It hurts to even imagine what ugly occurrence might compare, maybe with John Elway driving his Denver Broncos to a Super Bowl championship, but No. 7 perishes from a collision at the 3-yard line. Imagine.
Or maybe a Derek Jeter hitting a Yankee Stadium grand slam for an 8-6 win in Game 7 of the World Series, but No. 2 is struck down by a heart attack after rounding third base. Imagine.
Many athletes die before their time, but it's more often a smackup on a highway or in an airplane, maybe an illness or self-destruction. But how many depart this earth while at optimum combat in the mightiest venue of their sport? I have trouble naming any; surely none as noted as Dale Earnhardt.
A script so rare, so piercing.
Emotions for Earnhardt have been wonderfully honorable, except for a moronic few. Sputtering minds have chosen to blame two-time Daytona 500 champion Sterling Marlin for triggering the wreck that killed Dale.
Threats were delivered to the home base of a NASCAR driver who did nothing wrong; did no maneuver No. 3 hadn't tried 10,000 times; working well within the rules, written and not, in search of success.
As their automobiles jockeyed into Turn 4, rumbling at 170 mph, there was Marlin-Earnhardt contact, a fender flick that caused Dale to go out of control, slamming into a concrete wall.
Waltrip, speaking with grace and dignity, said Sterling should be not at all blamed. Find me a Daytona 500 driver who disagrees.
But, too often, there are bottom feeders who refuse to understand even what is apparent to all sensible souls. Wonder how many nasty callers left their names and phone numbers. Anonymous is frequently the partner of gutless.
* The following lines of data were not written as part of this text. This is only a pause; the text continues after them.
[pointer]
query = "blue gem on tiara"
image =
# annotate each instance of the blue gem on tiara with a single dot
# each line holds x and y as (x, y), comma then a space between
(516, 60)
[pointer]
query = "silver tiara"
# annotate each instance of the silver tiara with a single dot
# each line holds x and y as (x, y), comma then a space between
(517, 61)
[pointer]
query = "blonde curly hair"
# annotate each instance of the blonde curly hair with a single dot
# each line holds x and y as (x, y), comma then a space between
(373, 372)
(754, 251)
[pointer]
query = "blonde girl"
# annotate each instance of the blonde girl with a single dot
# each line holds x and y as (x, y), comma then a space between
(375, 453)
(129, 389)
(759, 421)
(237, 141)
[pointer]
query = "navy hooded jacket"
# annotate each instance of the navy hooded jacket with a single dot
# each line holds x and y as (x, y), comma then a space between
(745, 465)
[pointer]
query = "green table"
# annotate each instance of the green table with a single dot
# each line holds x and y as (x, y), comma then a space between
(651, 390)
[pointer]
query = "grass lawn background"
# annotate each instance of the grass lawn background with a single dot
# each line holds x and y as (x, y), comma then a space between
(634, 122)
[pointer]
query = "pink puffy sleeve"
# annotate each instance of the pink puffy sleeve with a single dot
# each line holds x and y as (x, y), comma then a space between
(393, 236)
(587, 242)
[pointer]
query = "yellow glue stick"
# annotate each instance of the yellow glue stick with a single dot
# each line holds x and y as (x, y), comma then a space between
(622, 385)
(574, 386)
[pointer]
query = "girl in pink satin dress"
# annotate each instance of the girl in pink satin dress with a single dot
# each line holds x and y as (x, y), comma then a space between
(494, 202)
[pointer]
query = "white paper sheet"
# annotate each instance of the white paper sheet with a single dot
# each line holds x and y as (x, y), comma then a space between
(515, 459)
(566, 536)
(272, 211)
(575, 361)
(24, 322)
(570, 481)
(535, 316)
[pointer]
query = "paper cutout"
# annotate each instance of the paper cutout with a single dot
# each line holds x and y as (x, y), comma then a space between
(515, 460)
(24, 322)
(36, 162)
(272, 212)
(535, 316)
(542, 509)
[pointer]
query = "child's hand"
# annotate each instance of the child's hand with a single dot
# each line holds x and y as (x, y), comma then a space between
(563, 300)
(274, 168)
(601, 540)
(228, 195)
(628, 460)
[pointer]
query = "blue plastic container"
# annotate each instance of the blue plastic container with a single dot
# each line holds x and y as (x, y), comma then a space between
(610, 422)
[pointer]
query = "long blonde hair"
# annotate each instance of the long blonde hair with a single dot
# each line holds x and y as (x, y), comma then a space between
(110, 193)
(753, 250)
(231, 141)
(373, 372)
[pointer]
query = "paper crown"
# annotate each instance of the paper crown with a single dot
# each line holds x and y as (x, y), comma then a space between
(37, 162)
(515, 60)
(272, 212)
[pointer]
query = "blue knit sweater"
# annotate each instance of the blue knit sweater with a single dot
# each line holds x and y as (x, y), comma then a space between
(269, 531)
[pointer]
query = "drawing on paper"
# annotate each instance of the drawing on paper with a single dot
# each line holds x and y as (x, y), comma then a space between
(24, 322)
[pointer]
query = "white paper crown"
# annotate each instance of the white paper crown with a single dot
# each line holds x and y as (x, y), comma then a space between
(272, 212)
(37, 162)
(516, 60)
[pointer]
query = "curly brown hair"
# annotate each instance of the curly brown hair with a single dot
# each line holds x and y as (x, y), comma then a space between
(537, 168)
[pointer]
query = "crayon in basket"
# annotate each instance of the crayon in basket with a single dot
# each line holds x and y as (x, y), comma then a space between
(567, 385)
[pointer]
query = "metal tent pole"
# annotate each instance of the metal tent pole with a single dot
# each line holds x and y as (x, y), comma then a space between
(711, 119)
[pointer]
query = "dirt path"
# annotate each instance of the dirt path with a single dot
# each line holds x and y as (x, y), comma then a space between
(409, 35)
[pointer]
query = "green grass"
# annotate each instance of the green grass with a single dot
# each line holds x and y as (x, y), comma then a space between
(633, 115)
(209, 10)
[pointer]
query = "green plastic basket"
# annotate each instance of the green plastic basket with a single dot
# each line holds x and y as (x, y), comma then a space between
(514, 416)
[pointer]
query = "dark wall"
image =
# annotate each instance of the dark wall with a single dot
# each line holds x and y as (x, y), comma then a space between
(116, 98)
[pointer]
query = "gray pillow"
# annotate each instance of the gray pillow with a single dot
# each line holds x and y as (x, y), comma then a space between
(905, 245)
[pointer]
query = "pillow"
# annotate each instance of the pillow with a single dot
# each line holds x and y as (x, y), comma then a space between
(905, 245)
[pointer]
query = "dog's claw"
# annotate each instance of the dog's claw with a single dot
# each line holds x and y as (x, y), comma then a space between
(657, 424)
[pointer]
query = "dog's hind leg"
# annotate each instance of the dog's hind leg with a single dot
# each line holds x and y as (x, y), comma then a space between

I have seen no professional sports brotherhood quite like NASCAR. As with families, they have disagreements, even fights. Names can be called. But, as with most families, when there is a major problem, the close knit is obvious.
Tony Stewart had a flipping Daytona 500 crackup that, at first glimpse, appeared more harsh than the wall smash of Earnhardt. Bobby Labonte rushed to Stewart's mangled car, checking health. Fearing a concussion, the rival driver asked Tony who was president of the United States. I assume he said Bush, or at least Clinton. Bobby smiled.
Two days from now, Dale's associates will be racing again, at a North Carolina place called Rockingham, including Little E and Waltrip. Show goes on. Races go on.
Hopefully, much has been learned about how to do it more safely, as well as about the people who drive and those who cheer them.